Given that it has been previously shown that a variety of acid-base and electrolyte abnormalities occur, it would be ideal to obtain blood gas analysis in this patient. An ionized calcium value would also be of interest since ionized hypocalcemia is common and may contribute to the ECG abnormalities in these more severely affected cats.

Measuring blood pressure would also be ideal in this cat. Blood pressure at presentation has prognostic value.

In a study on blocked cats, normotensive cats (mean arterial blood pressure between 90 and 140 mmHg) had lower body temperature and slower heart rate than cats that were considered hypertensive (>140 mmHg MAP).4  An abnormal cardiac rhythm was detected in 64 percent of the normotensive group but none of the hypertensive group.

The normotensive group also had more severe biochemical changes with 60 percent being azotemic and 55 percent being hyperkalemic, some cats having severe elevations.

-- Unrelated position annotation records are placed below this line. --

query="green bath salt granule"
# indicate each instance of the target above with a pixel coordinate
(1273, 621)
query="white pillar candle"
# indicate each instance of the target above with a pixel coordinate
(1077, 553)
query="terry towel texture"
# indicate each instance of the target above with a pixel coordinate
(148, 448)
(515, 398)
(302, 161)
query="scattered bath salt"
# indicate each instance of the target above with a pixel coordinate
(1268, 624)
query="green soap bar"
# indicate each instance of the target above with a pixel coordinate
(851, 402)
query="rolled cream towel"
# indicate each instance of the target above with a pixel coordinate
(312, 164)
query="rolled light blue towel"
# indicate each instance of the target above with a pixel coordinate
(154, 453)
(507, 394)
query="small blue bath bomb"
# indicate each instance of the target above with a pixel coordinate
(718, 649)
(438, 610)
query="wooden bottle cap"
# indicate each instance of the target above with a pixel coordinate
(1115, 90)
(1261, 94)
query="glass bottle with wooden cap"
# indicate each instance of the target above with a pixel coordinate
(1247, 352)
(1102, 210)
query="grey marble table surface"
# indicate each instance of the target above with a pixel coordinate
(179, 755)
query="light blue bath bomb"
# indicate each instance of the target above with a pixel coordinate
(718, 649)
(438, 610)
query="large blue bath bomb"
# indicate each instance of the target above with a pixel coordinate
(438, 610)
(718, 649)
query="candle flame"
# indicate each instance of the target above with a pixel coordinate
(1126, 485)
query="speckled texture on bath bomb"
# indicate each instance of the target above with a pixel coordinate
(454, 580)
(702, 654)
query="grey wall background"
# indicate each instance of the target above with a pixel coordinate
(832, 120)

In the hypertensive group, fewer were azotemic and the azotemia was much milder than in the normotensive group and only 1 out 8 cats was hyperkalemic. The main concern with this study is that in most  instances a MAP is considered to be markedly hypertensive, most studies have shown MAP to be around 120 in normal cats. 

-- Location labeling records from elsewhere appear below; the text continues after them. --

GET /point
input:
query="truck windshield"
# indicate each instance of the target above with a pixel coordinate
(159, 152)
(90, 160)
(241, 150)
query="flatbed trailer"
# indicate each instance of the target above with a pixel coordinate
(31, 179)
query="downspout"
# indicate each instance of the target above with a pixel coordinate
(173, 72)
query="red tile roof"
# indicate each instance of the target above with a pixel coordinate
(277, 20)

Depending upon the scenario, additional diagnostics would of course be of interest, including a CBC, chemistry panel, urinalysis and urine culture. These are of less interest in the emergency situation as their determination will have little influence on the initial management of the patient.

References:
1. Tag TL, Day TK. Electrocardiographic assessment of hyperkalemia in dogs and cats. J Vet Emerg and Crit Care 14 supplement 1;S7:2004.
2. Evason M, Carr A, Waldner C. Correlation between serum potassium concentration, serum ionized calcium concentration, serum sodium:potassium ratio and electrocardiographic findings in cats with urethral obstruction. JVIM 18;407:2004.
3. Lee AJ, Drobatz KJ. Historical and physical parameters as predictors of severe hyperkalemia in male cats with urethral obstruction. J Vet Emerg Crit Care 16; 104-111:2006.
4. Malouin A, Milligan JA. Assessment of blood pressure in cats presented with urethral obstruction. J Vet Emerg and Crit Care 14 supplement 1;S3:2004.